Starting the assembly is now just a matter of one line with some parameters set correctly:

arcadia:1sttest$ mira 
--project=dh10b_b13b14
--job=denovo,genome,accurate,iontor
>&log_assembly.txt 
[Note]Note
The above command has been split in multiple lines for better overview but should be entered in one line.

Now, that was easy, wasn't it? In the above example - for assemblies having only Ion Torrent data and if you followed the walkthrough on how to prepare the data - everything you might want to adapt in the first time are the following options:

  • --project (for naming your assembly project)

  • --job (perhaps to change the quality of the assembly to 'draft'

Of course, you are free to change any option via the extended parameters, perhaps change the default number of processors to use from 2 to 4 via [-GE:not=4] or any other of the > 150 parameters MIRA has ... but this is covered in the MIRA main reference manual.

4.  What to do with the MIRA result files?

[Note]Note
Please consult the corresponding section in the mirausage document, it contains much more information than this stub.

But basically, after the assembly has finished, you will find four directories.

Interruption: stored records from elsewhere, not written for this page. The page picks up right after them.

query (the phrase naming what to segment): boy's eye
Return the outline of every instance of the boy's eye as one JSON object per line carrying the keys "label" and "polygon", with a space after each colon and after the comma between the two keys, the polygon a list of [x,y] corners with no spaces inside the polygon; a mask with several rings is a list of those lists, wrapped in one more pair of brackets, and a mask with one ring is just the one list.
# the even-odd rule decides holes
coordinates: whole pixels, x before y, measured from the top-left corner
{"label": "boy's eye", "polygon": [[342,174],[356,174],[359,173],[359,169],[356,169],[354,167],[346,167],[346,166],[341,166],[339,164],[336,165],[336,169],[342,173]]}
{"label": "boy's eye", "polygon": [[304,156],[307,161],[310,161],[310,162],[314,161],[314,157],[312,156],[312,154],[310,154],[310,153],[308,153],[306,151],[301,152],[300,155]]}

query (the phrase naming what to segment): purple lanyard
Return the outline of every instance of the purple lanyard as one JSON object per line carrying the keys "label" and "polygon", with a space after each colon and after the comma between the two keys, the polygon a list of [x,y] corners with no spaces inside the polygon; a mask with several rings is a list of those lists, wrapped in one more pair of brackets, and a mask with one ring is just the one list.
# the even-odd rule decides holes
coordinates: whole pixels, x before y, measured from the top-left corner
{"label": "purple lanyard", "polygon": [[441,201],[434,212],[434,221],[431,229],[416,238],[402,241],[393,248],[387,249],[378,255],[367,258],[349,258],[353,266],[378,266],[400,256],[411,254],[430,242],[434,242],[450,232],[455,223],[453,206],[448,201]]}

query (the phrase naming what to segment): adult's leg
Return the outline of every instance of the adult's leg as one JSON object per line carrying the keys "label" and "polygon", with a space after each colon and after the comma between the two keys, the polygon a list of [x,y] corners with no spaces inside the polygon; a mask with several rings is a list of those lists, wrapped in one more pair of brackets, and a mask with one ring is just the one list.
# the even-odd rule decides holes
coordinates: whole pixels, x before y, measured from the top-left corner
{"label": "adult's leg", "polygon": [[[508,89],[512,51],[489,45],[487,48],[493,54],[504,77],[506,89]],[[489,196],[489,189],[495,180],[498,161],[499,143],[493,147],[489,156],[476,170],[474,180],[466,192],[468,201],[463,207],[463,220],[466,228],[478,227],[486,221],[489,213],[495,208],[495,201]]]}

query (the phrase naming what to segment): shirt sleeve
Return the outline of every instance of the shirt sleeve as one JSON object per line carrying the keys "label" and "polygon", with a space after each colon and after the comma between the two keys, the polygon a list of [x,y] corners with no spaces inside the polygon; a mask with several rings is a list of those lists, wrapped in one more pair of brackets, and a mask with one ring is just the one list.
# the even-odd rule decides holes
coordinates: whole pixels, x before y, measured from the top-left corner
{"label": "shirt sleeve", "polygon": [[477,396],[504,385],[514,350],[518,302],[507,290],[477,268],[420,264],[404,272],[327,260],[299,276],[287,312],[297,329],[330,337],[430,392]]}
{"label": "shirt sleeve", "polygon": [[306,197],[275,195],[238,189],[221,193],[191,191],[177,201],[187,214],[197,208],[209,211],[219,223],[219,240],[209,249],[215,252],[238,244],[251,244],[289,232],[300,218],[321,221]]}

The tmp directory can be deleted without remorse as it contains logs and some tremendous amount of temporary data (dozens of gigabytes for bigger projects). The info directory has some text files with basic statistics and other informative files. Start by having a look at the *_info_assembly.txt, it'll give you a first idea on how the assembly went.

The results directory finally contains the assembly files in different formats, ready to be used for further processing with other tools.

If you used the uniform read distribution option, you will inevitably need to filter your results as this option produces larger and better alignments, but also more "debris contigs". For this, use the convert_project which is distributed together with the MIRA package.

Also very important when analysing Ion Torrent assemblies: screen the small contigs ( < 1000 bases) for abnormal behaviour. You wouldn't be the first to have some human DNA contamination in a bacterial sequencing. Or some herpes virus sequence in a bacterial project. Or some bacterial DNA in a human data set. Or ...

Look whether these small contigs

  • have a different GC content than the large contigs

  • whether a BLAST of these sequences against some selected databases brings up hits in other organisms that you certainly were not sequencing.